Am 2020-07-06 um 16:04 schrieb Mark Thomas:
On 05/07/2020 10:28, Michael Osipov wrote:
Am 2020-07-02 um 21:30 schrieb Thomas Meyer:
Hi,

What are your opinions on providing a RFC7807 based ErrorReportValve
as part of Tomcat default distribution?

Thomas, this has been bugging me for a while. Let me share some thoughts
on this, I'll limit my experiences with Tomcat, Spring Web and Zalando
Problem (including it's web module):

Mark, please correct me if my citation of the Servlet API is wrong.

* The Servlet API has been designed where the only clients where browsers

I don't think anything in the Servlet API is browser specific. That use
case is certainly supported but I don't think that support is exclusive.

* The Servlet API mandates that all invocations of
HttpServletResponse#setError() must yield in a HTML page and this
*cannot* be changed by defult

I don't recall any requirement to that effect and I can't find anything
looking in the spec.

As for these two, Javadoc says:
Sends an error response to the client using the specified status code and clears the output buffer.

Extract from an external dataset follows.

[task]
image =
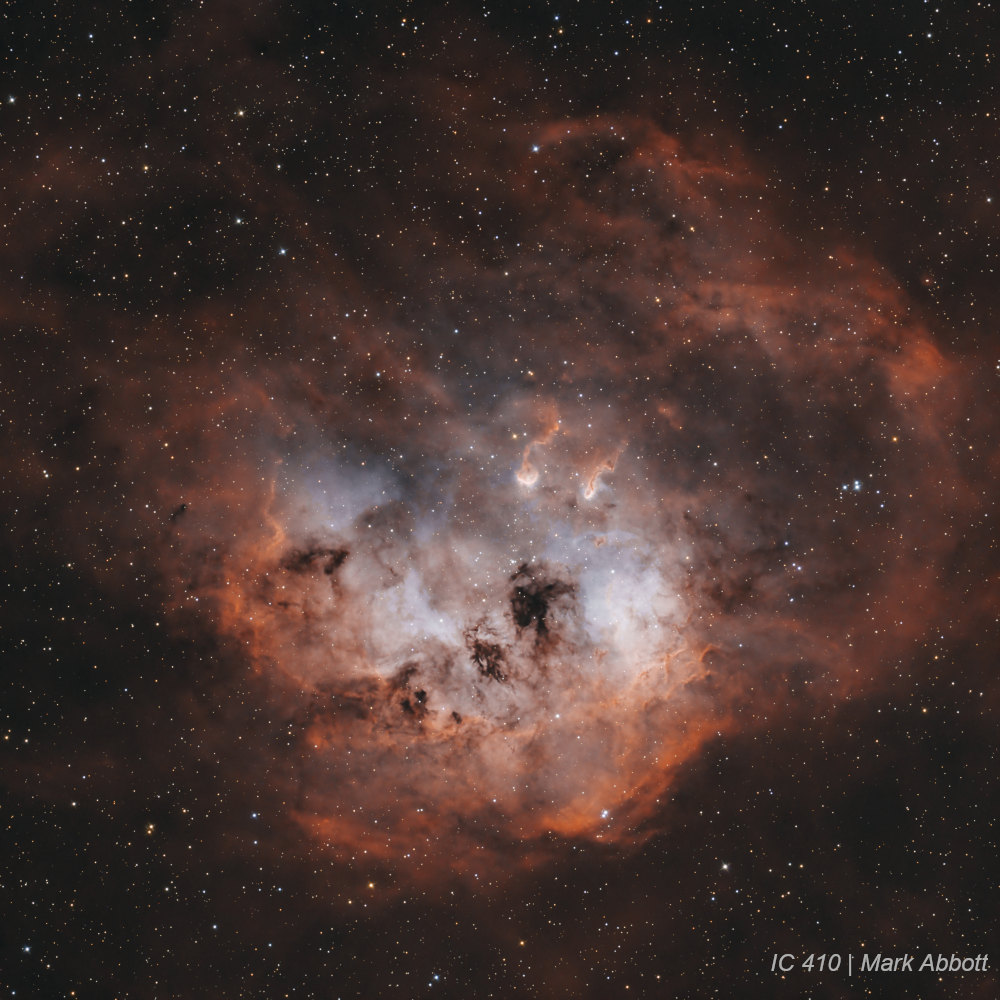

The server defaults to creating the response to look like an HTML-formatted server error page containing the specified message, setting the content type to "text/html", leaving cookies and other headers unmodified. If an error-page declaration has been made for the web application corresponding to the status code passed in, it will be served back in preference to the suggested msg parameter.

This is what I see as default.

The requirement is that the error handling mechanism is invoked. Nothing
stops an application providing an error servlet configured to handle all
errors. That could return HTML, JSON, XML, text/plain, etc.

Tomcat's default implementation returns HTML.

Correct, but we are talking about default behavior.

* Even if you write a REST API or explicitly use @RestController Spring
will still invoke #setError() although it makes no sense. I consider
this to be a conceptual flaw in the Spring framework.

Why? That using sendError() just invokes the error handling mechanism.
What matters is what is configured to handle those errors.

Again here, for REST API this doesn't make sense. #setStatus() would be better here.